I am just so happy that I get to watch it's final book's Part1 movie. Though a little bit sad because it's getting near to it's finale I'm still happy that a person like J.K. Rowling got great mind to make this great movie-book thing. And when I get old I won't stop loving this book for this has been a part of me. =)

Congratulations to J.K. Rowling for a great job. I ♥ it. =)

*cheers to all Harry Potter fans out there!*

♥♥♥ 

Thursday, November 25, 2010

MONEY is HEADACHE

It's been months since I wrote my last blog. Long time no write BLOG of mine. :) for the longest time of my absence on writing a blog I've got lots of experience. There comes traumatic, drama, fun, excitement, and most of all STRESS & PRESSURE. *sigh*
Actually, I don't know where to start. There's lot of stories I wanted to share. But those stories have the same ending. They all created the biggest headache of my life. MONEY.
Money is defined as a basic necessary nowadays for lots of people. Without money, you can't buy anything. You can't have everything that you needed to live. But for me I define money as HEADACHE. Why? As simple as this.. I grew up without it and now living without it, surviving to have it and live the way I dreamed of.
For me problems are nothing. It's just a piece of experience that I use to live in my everyday living. But if the problem has something to do with money, it's the time for me feel like killing myself.
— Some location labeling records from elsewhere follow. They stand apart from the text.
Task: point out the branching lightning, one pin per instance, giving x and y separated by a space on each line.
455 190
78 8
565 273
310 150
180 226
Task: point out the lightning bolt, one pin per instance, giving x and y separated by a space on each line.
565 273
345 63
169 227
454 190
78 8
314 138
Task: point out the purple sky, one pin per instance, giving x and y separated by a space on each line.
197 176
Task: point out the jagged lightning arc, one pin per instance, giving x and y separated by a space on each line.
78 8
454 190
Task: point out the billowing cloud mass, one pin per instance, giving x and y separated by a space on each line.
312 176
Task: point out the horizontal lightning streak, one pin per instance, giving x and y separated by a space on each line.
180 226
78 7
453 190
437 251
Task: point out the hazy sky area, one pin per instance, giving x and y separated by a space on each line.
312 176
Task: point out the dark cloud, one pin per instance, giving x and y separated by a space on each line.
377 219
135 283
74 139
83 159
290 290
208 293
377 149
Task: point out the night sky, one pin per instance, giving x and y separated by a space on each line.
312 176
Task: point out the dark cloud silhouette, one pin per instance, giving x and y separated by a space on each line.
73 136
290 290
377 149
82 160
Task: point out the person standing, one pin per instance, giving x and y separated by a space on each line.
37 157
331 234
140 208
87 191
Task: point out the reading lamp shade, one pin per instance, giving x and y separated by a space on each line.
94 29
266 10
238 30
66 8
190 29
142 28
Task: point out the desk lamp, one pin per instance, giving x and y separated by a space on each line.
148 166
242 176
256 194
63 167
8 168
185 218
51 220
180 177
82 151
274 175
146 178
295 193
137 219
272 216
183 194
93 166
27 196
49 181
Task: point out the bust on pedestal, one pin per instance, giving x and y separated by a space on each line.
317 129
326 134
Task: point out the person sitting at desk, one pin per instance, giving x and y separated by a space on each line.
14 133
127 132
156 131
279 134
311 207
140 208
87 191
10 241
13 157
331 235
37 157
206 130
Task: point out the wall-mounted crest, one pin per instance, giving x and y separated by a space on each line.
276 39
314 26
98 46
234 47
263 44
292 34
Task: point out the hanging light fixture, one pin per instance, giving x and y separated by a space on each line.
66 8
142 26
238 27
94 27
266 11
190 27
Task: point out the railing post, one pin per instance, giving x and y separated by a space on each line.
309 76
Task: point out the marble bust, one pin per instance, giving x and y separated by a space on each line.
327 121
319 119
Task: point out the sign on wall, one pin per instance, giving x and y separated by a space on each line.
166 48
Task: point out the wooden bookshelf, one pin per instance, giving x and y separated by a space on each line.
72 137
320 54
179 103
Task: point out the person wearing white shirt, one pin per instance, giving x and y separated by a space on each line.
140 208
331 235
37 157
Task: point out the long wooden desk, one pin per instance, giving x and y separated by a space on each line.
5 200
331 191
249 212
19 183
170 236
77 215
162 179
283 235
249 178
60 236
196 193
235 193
A month ago, my family and I experienced the most traumatic experience a family could ever have nor would not wanted to have.
My brother got into a fight. Not so huge fight but a scary one. (I usually specify him as a bully for what he use to do to us - his older or younger siblings). He first got drunk (not so much) with some of his co-bully friends and then the unexpected scenery was done. One of his friends get into a fight and what my brother do is stop the fight. But then it didn't stop, yet he just created a bigger mess. He and his friends get to injure a guy so much. I can't imagine how my brother did that inhumane thing. The guy was totally injured and even got its head damaged. And the ending? The guy's family planned to sue a case to my brother and his friends. My brother and his co-bullies are currently hiding somewhere I don't know. And the biggest problem on that thing is I have to relocate my family in a safer place. By that time I really don't have enough money for us to be relocated as soon as I wanted. I was so scared that I didn't get to sleep because of trauma. I was so afraid that the guy will get revenge of what my brother has done to him. It was serious injury. Very serious.
But despite of trauma I realized how God love me so much. I get to relocate my family at our former residence. That residence is where I grew up. People there are so nice to accept us even though we brought them so much trouble when we were still residing there few years ago. Though my family and I were left on the problem ALONE (as usual), and I don't know how we're going to survive I never lose faith that God he'll never leave us alone. Currently, I'm having trouble on money. I've got so much debt and I don't know how I'm gonna pay those. But I have to prioritize my family though I feel like they don't care about the problem I'm facing.


Sometimes I feel like giving up. Yet I can't resist my family. Though it hurts to battle alone I'm still happy. Because despite of all this thing, GOD had never left me. GOD has always LOVE and still LOVING me despite of my sins that I've done to him.